Ahora bien, ¿qué hacemos con el autor? ¿Con su polémica figura? ¿Qué hacemos con el oficial alemán que dedicó sus libros a Hitler? Por un lado están los que sostienen que una obra no permanece sin la persona, que una obra no vale si su autor no tiene un corazón correcto; entretanto, también hay los que opinan lo contrario, que se debe leer a pesar de todo, pues una obra, si lo es en realidad, se justifica por su belleza, por su poder de manifestar una postura, cualquiera que sea la inclinación de ésta. En lo personal debo decir que he encontrado más personas que defienden el primer planteamiento, que rechazan cualquier ideología ajena a ellos, sin detenerse al escrutinio de la pura obra de arte; incluso, en alguna ocasión escuché a un notable profesor de literatura decir: “a mí me interesan las buenas personas, de esas hay pocas; prefiero un mal escritor de nobles intenciones a un tipo vil que sea un autor excepcional”. Del otro lado, como reacción opuesta podríamos citar, por ejemplo, a Juan García Ponce, quien afirmaba que ese tipo de opiniones, hijas de “la ignorancia y la mala voluntad”, son “el precio de la radical singularidad en el terreno estético” y “el precio de la radical exigencia de verdad [de cada autor] para consigo mismo en el terreno moral”. He aquí los argumentos, pues la discusión continúa en nosotros: ¿qué debemos hacer? ¿Debemos atravesar una obra con nuestros posicionamientos morales o debemos leerla contra todo, haciendo a un lado nuestras discrepancias políticas?

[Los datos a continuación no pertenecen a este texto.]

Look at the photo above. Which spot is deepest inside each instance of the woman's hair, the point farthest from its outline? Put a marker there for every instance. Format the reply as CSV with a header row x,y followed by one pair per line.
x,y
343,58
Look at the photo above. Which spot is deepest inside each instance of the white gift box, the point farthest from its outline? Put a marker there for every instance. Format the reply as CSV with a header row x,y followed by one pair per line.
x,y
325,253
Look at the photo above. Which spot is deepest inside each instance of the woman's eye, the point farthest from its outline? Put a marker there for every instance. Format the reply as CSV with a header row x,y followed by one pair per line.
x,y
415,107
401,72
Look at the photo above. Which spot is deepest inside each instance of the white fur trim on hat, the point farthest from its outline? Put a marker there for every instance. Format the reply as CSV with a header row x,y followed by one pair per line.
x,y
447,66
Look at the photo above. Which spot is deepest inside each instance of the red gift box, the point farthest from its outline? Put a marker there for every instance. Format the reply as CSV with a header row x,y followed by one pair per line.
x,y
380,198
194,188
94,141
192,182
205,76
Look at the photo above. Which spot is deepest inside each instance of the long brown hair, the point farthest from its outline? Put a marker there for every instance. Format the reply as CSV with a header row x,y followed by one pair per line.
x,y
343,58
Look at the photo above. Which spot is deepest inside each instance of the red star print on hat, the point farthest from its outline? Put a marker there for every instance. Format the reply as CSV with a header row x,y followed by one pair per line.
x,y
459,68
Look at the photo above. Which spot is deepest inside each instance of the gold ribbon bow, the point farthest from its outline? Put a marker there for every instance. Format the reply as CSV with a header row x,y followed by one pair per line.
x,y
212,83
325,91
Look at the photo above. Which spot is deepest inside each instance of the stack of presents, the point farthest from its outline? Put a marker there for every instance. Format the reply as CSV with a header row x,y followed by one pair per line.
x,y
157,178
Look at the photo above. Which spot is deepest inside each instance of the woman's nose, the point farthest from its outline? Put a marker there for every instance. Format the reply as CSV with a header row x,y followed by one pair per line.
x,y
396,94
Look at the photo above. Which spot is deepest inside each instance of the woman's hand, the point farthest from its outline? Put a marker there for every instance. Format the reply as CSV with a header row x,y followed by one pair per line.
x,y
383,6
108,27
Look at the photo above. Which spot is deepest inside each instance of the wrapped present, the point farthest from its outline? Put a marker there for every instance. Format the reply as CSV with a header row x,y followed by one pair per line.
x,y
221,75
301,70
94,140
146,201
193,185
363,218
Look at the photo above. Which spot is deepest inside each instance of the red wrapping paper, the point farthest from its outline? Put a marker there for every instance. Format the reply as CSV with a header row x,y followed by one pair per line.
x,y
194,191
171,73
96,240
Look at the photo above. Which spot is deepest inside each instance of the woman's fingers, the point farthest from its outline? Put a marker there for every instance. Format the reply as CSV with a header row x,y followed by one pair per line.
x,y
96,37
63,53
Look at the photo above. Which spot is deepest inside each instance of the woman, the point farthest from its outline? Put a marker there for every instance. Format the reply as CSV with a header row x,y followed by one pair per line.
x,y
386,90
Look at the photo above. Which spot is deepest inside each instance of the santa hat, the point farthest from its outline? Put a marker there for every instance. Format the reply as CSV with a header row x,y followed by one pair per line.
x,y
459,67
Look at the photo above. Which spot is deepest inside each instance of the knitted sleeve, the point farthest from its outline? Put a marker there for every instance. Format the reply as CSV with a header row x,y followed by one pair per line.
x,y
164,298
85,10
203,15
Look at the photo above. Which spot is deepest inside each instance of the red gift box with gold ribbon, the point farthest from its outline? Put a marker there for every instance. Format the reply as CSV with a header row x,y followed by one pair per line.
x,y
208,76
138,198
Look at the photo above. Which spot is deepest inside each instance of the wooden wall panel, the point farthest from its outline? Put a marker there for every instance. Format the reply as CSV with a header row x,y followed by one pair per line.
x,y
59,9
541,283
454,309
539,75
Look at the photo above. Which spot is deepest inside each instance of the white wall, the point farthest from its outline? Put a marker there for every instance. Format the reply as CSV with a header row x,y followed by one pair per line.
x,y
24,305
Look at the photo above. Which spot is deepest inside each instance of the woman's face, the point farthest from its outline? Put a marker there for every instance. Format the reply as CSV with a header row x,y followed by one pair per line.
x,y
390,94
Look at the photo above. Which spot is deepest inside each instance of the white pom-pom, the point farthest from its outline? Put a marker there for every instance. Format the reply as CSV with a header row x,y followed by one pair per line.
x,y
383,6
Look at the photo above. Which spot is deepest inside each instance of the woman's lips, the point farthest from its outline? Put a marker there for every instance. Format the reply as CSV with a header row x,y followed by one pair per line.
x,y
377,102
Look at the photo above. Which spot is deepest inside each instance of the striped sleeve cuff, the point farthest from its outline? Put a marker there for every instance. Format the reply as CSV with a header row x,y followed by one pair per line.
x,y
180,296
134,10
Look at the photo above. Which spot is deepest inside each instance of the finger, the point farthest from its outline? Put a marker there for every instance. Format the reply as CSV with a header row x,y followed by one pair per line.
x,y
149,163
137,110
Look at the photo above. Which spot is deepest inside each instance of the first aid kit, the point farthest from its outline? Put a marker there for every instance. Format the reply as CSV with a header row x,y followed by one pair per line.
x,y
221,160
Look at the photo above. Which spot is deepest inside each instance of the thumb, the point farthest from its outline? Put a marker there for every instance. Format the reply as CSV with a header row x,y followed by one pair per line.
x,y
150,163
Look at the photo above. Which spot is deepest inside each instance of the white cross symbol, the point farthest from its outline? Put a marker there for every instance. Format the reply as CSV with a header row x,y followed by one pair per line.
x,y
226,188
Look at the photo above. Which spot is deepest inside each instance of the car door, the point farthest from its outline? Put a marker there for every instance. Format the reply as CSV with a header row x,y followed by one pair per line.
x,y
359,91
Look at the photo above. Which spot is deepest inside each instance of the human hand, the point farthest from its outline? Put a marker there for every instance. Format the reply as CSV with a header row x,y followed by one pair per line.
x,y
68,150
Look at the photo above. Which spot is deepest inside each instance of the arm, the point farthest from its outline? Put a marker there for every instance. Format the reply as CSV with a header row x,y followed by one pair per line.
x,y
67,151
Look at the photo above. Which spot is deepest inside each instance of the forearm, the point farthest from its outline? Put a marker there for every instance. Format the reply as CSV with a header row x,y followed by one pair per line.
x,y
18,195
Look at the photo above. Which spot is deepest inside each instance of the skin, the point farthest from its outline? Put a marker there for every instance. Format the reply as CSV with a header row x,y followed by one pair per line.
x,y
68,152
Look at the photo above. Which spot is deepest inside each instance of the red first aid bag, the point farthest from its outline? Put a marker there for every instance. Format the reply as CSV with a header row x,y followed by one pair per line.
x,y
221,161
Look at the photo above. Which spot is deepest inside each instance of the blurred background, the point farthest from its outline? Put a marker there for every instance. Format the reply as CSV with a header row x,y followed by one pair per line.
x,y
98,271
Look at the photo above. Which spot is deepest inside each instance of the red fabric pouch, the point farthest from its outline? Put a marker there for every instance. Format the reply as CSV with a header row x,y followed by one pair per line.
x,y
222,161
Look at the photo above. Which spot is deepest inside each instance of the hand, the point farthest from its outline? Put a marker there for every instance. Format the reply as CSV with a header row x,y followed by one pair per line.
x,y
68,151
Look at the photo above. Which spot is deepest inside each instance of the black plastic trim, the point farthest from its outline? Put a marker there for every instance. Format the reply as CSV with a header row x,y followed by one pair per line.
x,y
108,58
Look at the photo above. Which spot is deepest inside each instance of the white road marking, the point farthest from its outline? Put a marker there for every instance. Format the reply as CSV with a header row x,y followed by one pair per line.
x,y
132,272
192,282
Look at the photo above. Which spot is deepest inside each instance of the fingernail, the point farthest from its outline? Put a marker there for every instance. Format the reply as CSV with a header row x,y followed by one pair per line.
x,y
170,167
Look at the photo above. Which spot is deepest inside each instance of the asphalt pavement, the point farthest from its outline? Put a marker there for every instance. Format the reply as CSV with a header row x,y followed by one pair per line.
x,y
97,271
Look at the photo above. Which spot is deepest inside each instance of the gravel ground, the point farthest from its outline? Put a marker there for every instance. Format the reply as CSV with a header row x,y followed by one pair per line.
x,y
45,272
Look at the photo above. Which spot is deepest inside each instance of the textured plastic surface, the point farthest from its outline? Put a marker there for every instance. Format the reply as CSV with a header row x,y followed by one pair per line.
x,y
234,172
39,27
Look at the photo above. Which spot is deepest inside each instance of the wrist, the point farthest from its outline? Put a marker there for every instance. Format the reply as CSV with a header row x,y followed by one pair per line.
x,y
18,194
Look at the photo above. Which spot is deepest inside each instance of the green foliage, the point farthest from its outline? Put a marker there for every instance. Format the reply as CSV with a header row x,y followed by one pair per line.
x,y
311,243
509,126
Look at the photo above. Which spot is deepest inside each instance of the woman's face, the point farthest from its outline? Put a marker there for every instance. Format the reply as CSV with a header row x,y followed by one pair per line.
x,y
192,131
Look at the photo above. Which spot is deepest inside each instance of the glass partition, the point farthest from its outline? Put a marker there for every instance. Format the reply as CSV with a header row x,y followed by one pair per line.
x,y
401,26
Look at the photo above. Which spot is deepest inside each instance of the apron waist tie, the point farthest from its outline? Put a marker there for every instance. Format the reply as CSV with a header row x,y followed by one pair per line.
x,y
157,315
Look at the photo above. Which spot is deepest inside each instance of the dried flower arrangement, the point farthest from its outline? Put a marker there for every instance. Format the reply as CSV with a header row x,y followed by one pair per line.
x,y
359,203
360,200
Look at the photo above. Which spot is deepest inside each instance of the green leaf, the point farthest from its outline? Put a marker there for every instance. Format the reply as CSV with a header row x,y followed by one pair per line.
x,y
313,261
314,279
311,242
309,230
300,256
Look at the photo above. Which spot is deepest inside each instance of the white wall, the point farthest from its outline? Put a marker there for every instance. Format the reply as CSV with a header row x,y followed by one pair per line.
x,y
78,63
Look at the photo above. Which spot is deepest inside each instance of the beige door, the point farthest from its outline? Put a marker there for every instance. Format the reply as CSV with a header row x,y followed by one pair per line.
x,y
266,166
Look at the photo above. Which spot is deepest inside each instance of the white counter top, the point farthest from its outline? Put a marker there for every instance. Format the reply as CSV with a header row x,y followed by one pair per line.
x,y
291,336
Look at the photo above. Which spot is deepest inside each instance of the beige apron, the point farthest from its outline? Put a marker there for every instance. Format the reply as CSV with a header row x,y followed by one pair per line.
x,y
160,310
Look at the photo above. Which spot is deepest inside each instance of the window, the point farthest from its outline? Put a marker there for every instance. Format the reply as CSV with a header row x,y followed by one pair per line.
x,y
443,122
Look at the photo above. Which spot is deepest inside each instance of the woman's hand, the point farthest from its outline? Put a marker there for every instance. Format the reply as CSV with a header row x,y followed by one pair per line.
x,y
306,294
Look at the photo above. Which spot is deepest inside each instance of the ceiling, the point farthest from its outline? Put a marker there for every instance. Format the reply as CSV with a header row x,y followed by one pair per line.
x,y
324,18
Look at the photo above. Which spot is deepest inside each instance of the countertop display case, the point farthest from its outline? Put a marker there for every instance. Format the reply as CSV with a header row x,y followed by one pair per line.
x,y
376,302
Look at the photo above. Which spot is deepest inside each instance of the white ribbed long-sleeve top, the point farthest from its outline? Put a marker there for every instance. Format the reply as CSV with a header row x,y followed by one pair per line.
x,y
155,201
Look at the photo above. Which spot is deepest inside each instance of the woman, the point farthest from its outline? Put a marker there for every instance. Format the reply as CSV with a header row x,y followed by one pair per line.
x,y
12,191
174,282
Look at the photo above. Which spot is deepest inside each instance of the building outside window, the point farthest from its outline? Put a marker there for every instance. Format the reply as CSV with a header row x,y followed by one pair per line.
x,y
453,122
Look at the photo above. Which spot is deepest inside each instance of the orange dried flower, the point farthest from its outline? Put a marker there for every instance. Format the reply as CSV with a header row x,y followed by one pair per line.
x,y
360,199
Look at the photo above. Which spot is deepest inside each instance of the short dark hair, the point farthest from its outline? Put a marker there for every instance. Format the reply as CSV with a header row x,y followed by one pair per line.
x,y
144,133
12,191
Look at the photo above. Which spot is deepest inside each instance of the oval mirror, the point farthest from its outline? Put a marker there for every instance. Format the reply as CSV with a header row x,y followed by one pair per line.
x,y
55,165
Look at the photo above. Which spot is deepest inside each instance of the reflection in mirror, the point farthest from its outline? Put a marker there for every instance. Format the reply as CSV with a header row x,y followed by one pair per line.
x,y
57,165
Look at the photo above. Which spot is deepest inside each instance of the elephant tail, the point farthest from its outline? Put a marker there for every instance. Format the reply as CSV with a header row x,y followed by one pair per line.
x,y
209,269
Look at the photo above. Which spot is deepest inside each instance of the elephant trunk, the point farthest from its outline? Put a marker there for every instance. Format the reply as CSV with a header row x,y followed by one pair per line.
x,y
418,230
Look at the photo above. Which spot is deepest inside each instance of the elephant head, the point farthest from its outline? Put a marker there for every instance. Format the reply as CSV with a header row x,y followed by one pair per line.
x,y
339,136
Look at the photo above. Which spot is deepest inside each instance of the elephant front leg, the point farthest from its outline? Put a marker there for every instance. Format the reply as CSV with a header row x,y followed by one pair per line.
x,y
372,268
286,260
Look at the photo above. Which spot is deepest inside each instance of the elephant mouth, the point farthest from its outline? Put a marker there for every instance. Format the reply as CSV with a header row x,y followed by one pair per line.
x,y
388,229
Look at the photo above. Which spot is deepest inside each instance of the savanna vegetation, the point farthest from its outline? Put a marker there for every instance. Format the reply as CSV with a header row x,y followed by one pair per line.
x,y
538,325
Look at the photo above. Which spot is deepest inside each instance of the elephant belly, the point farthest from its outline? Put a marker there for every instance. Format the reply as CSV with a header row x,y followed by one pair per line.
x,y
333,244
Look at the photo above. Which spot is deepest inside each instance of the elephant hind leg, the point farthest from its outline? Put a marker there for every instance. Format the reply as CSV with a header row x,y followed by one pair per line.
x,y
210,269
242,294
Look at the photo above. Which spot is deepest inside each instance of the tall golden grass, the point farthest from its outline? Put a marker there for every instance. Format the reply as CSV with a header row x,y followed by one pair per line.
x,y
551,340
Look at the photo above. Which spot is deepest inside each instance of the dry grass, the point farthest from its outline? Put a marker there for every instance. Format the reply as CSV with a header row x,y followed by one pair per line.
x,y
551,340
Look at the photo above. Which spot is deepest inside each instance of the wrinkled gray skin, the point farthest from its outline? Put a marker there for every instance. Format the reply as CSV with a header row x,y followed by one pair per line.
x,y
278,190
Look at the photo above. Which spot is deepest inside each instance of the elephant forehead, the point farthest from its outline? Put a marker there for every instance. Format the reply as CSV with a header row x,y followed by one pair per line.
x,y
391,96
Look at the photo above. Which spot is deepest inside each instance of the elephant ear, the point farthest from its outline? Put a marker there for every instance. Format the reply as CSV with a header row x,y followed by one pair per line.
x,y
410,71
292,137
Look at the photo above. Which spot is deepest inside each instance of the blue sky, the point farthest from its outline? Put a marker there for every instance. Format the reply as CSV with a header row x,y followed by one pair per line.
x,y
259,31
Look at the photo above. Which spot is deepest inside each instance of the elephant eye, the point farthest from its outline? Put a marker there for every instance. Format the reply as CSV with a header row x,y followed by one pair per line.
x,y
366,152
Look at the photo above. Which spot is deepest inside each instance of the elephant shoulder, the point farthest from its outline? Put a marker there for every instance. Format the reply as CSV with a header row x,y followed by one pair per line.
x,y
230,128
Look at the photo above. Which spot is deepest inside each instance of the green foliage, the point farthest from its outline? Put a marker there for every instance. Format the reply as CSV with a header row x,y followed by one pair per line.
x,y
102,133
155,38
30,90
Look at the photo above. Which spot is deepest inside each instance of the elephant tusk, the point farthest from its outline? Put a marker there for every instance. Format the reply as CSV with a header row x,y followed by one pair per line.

Ciertamente, es decisión de cada quien aproximarse o no a la obra de Jünger. No obstante, resulta imposible ignorarla durante mucho tiempo, puesto que su lugar en la literatura universal reclama, tarde o temprano, una postura. Finalmente, tal vez habría que agregar que esta controversia no es nueva, ya Jünger sabía de las emociones que despertaba y en 1982, cuando le fue concedido en Frankfurt el prestigioso Premio Goethe, comentó en su breve discurso: “la ambivalencia me acompañó a lo largo de más de sesenta años de mi producción y me trajo adversarios de todas partes, y es de esperarse que esto no va a cambiar mucho”. Y, en efecto, no ha cambiado mucho. Seguimos en pugna.